Report Shows Higher Education Critical to Economic Opportunity and Mobility in US
A new report released today by the U.S. Department of the Treasury, with the U.S. Department of Education, examines the economic case for higher education. As the President calls on Congress to keep interest rates low for the 7.4 million borrowers who are expected to take out subsidized Federal student loans next year, this report demonstrates the economic case for higher education as a source of both economic opportunity and mobility. Without Congressional action, interest rates on new subsidized loans will double, increasing from 3.4 percent to 6.8 percent on July 1, 2012.
The data and analysis confirm that higher education is critical for socioeconomic advancement and an important driver of economic mobility. As state budgets have repeatedly come under stress, state support for higher education has declined as a share of funding for public higher education, increasingly pushing students and their families to count on education grants and affordable loans through Federal financial aid. Because the Federal government cannot address this issue alone, the President has also called on states and colleges to come together around our shared responsibility for college affordability.
With middle-class families facing greater financial stress and more students than ever trying to achieve their educational goals, access to higher education should be a national priority, not a luxury. Where we make our investments demonstrates our priorities. In order to ensure access to higher education, we must all do our part toward our shared responsibility to make these critical investments in today’s students and tomorrow’s workers.
Highlights Include:
•There is substantial evidence that education raises earnings. The median weekly earnings for a full-time, full-year bachelor’s degree holder in 2011 was 64 percent higher than those for a high school graduate ($1,053 compared to $638).
•The earnings differential grew steadily through the 1980s and 1990s. Recent evidence suggests that today’s earnings gap is the highest it has been since 1915, the earliest year for which there are estimates of the college wage gap.
•Higher education is important for intergenerational mobility. Without a degree, children born to parents in the bottom income quintile have a 45 percent chance of remaining there as adults. With a degree, they have less than a 20 percent chance of staying in the bottom quintile of the income distribution.
•Federal financial aid represents 55 percent of all financial aid to undergraduates at two- and four-year institutions.

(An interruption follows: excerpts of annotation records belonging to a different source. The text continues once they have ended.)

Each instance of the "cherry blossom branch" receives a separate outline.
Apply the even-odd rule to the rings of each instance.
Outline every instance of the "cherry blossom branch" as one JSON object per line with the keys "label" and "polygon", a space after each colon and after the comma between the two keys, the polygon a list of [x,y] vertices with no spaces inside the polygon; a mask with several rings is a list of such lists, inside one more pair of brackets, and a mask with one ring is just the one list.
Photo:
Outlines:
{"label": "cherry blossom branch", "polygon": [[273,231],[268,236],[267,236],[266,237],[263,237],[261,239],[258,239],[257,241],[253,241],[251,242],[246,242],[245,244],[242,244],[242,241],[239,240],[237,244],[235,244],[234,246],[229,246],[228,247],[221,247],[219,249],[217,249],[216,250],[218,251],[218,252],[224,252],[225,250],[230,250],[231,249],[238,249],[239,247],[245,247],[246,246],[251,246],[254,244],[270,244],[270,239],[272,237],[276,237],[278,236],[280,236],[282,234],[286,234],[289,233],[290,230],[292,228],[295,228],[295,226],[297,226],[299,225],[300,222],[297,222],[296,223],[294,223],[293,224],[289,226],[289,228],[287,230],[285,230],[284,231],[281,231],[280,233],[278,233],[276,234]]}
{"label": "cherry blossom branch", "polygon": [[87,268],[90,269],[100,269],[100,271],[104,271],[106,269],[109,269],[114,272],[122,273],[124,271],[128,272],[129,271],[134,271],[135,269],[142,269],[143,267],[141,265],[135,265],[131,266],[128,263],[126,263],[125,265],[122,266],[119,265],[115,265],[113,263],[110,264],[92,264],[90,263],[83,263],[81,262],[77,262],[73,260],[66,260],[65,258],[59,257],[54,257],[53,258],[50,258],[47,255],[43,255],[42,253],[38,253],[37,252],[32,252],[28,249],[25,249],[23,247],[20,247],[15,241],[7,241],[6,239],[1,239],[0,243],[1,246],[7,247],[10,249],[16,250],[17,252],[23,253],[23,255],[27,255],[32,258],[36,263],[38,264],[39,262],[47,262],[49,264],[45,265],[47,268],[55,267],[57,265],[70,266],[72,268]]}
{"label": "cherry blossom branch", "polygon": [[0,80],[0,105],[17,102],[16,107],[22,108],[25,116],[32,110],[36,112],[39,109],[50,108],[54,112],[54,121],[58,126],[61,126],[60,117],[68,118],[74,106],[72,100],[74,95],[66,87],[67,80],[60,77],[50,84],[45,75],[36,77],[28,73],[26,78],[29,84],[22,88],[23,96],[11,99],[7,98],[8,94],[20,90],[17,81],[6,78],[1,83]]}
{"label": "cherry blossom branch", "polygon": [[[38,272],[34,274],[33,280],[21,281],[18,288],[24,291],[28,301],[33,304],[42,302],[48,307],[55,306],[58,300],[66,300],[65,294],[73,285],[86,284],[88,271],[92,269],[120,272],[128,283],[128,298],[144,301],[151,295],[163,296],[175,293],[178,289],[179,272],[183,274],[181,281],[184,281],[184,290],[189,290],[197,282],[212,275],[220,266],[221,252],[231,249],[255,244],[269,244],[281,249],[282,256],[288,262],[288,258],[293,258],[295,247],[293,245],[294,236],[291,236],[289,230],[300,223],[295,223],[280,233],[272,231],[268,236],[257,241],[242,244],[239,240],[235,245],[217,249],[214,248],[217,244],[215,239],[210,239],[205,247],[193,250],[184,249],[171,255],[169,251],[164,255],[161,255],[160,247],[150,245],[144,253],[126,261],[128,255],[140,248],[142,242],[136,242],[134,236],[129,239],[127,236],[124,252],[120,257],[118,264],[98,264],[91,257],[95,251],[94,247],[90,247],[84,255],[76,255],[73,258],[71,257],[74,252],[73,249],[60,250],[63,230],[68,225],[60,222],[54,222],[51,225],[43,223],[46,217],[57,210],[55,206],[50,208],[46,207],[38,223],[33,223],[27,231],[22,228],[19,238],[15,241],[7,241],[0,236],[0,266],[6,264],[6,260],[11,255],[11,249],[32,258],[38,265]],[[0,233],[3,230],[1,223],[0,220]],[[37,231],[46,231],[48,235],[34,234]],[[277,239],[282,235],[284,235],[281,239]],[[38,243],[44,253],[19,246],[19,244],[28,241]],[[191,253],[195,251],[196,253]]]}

•The two largest components of Federal financial aid are Pell Grants and Stafford loans. Economic evidence suggests that increased grants and affordability of student loans both increase college-going.
•Pell Grants provide eligible undergraduate students with grants for higher education. The Obama Administration has increased the maximum Pell Grant by over $900 and provided support to more than 3 million additional students.
•Stafford loans are part of the Federal student loan program for undergraduate and graduate students. Forty-four percent of all Stafford loans are subsidized, meaning that students do not pay interest while in school.